PERSPECTIVE FROM THE 19TH HOLE: This is the title I chose for my personal blog, which is meant to give me an outlet for one of my favorite crafts – writing – plus to use an image from my favorite sport, golf. Out of college, my first job was as a reporter for the Daily Astorian in Astoria, Oregon, and I went on from there to practice writing in all of my professional positions, including as press secretary in Washington, D.C. for a Democrat Congressman from Oregon, as an Oregon state government manager in Salem and Portland, as press secretary for Oregon’s last Republican governor (Vic Atiyeh), and as a private sector lobbyist. This blog also allows me to link another favorite pastime – politics and the art of developing public policy – to what I write.
As a person who was involved in and with government for about 40 years, I always had difficulty with many political labels in common use – then and now.
Labels never work well to describe fully someone’s political leanings.
For me, one of the best examples currently is the word “progressive.” Political writers usually attach the word to those on the left of the political spectrum, and on its face, the word conveys progress.
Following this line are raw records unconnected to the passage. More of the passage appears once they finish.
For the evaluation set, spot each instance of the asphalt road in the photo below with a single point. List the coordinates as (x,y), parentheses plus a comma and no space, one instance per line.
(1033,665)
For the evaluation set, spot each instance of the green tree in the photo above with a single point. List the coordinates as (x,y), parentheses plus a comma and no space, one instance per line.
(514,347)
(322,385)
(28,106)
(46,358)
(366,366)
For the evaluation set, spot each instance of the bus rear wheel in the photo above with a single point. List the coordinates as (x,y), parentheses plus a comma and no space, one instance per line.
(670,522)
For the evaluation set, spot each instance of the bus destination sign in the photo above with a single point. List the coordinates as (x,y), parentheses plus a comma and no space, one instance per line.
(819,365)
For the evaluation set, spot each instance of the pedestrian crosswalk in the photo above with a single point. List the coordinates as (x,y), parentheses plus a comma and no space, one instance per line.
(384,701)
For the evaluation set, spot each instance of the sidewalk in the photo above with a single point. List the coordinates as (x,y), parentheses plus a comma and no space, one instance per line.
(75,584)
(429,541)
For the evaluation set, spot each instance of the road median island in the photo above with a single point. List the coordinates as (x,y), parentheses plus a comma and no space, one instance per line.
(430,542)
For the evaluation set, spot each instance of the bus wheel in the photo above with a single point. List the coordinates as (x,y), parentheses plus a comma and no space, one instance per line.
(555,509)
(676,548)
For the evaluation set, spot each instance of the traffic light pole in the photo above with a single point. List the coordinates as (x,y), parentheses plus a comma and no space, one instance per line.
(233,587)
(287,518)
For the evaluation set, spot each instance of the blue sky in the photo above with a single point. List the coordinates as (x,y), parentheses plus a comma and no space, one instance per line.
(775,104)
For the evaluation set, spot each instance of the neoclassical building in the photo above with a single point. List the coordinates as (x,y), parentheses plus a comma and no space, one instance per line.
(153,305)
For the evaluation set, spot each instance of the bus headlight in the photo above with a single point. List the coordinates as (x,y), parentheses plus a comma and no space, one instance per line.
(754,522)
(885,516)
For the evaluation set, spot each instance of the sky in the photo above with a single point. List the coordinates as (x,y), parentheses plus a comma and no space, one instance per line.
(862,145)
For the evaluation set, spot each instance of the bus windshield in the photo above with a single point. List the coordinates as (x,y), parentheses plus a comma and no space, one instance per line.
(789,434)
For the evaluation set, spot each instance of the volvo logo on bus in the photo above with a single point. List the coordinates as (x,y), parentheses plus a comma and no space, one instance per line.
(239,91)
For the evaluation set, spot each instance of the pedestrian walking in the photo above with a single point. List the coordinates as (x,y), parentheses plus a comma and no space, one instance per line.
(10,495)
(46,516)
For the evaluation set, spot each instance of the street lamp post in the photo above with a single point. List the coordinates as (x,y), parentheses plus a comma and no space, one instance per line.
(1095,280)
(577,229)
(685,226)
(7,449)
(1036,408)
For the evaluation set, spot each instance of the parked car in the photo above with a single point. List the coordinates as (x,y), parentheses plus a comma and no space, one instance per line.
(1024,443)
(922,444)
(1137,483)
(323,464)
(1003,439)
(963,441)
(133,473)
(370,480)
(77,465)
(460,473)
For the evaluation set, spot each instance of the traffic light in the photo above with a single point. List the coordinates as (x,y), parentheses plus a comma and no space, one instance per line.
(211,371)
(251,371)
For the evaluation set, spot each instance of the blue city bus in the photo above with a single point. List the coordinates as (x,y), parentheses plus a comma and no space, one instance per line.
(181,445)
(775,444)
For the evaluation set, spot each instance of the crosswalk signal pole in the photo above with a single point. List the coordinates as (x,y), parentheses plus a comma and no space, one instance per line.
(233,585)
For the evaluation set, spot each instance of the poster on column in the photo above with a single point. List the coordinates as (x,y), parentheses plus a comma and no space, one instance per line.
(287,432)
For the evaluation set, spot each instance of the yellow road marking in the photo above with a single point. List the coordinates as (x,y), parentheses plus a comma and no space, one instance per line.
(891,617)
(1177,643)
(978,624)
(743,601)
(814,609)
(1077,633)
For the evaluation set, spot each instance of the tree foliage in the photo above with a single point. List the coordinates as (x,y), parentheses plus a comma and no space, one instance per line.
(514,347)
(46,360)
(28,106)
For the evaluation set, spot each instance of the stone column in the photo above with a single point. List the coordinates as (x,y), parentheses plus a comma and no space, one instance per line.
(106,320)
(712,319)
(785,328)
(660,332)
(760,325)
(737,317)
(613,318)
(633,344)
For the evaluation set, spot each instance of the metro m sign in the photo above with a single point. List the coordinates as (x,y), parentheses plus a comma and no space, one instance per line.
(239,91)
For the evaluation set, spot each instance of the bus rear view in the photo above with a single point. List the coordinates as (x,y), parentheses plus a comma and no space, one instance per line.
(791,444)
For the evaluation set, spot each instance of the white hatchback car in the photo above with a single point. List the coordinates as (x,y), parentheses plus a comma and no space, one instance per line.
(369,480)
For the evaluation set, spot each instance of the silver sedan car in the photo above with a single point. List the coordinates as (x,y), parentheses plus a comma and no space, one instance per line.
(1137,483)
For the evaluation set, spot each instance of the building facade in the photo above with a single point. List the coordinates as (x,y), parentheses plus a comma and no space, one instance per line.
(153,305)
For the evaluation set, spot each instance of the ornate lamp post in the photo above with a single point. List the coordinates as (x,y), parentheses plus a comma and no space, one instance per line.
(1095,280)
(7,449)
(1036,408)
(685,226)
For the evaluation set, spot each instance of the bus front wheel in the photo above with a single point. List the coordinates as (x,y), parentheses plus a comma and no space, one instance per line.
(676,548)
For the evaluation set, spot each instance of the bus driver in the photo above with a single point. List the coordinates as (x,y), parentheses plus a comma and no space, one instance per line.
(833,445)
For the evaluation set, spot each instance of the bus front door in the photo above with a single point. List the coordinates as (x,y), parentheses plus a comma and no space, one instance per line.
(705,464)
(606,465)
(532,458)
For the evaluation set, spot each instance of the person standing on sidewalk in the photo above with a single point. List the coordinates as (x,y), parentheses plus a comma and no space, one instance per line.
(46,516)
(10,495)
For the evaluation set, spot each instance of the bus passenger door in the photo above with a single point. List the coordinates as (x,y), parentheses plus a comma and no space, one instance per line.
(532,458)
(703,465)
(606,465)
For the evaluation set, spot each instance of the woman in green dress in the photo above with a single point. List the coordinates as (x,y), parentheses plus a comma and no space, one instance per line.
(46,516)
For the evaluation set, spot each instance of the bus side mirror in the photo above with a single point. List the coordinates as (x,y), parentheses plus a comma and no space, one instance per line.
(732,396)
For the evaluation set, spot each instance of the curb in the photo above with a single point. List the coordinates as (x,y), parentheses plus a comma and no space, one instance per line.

Well, proposals from the left, especially the far left, do not represent progress, at least to me. They usually represent defeat for some aspect of our way of life in favor of more government.
Or, consider the word “democratic.” Many of those who fall under the label do not operate in a democratic way. They are more like autocrats who believe their way is best and it should be “the highway” for others who have the temerity to disagree.
I was reminded of all this when reading a column in the Washington Post by David Greenberg, a history professor at Rutgers University.
In his piece, he asked this question: Is any word misused more often in the news media than “liberal”?
He wrote: “Here’s one example from the New York Times last spring: ‘The House Democratic (there’s that word again) campaign arm is nearing open warfare with the party’s rising liberal wing as political operatives close to Speaker Nancy Pelosi try to shut down primary challenges before what is likely to be a hard-fought campaign next year to preserve the party’s shaky majority.’
“Hidden within this 46-word thicket is the strange idea that liberals are at war with the party’s leadership and seeking to oust its long-serving incumbents — who are themselves, of course, liberals.”
Greenberg claims that, for several years now, reporters and pundits have been incorrectly applying the word “liberal” when they mean leftist.
Liberalism, he adds, has been the governing philosophy of the Democrat Party since Franklin D. Roosevelt, if not Woodrow Wilson. Liberal could be assumed to be a doctrine of liberty, equality, justice and individual rights that relies, in the modern age, on a strong federal government for enforcement.
Most prominent Democrats, including established veterans like former vice president Joe Biden, Nancy Pelosi, Barack Obama and Hillary Clinton, are liberal.
So why, Greenberg asks, has liberal come to mean “radical” in seemingly popular usage? In recent years, what was once a left-wing fringe of the Democrat Party has grown significantly. Instead of describing these newcomers and insurgents as “further to the left” than mainstream liberals, reporters succumb to a convenient shorthand — politicians are deemed “more liberal” than the liberals.
More from Greenberg: “The muddying of the word ‘liberalism’ mirrors, in some ways, what happened to ‘conservative.’ As the Republican Party moved rightward, its most extreme members — whose politics were quite radical and once properly labeled ‘reactionary’— often were confusingly described as ‘more conservative’ than their cohorts.
“This reshuffling of terms is problematic, because both conservatism and liberalism are sets of ideas, not simply labels conveniently to identify one half of the political spectrum (itself an imperfect metaphor). Moving left doesn’t necessarily make one ‘more liberal.’ At a certain point, the traveler leaves the province of liberalism for one that is more correctly identified as socialism, radicalism or leftism.
“Not every politician or person fits neatly into one category or the other. The labels represent tendencies, not fixed identities.”
Some liberals – surely not Bernie Sanders, Elizabeth Warren or their ilk on the left extreme — also reject far left dogma by seeing a vital role for private business in generating wealth, economic opportunity and innovation.
The battle last year over bringing Amazon’s headquarters to Queens pitted liberal arguments from New York Governor Andrew M. Cuomo and Mayor Bill de Blasio against left-wing ones from the likes of Representative Alexandra Ocasio-Cortez.
In the end, Ocasio-Cortez won and Amazon took its millions of dollars of investment and thousands of jobs elsewhere, which cost Ocasio-Cortez’ constituents a lot.
Further, terms like “centrist” and “moderate” (ones I claim for myself) are nowadays flung around as terms of insult or abuse, as badges of weakness or tepidness.
No, centrist or moderate should be viewed as badges of courage.
So, I say from my post in the cheap seats out West, eschew labels – including liberal and conservative – when they don’t reflect the complicated description of persons involved in politics or of citizens interested in political processes.
That’s a word to the wise for all of us in today’s tinged era of politics when the process is marred more by fighting and impugning the integrity of those with whom you may disagree than accepting differences and working toward middle-ground solutions.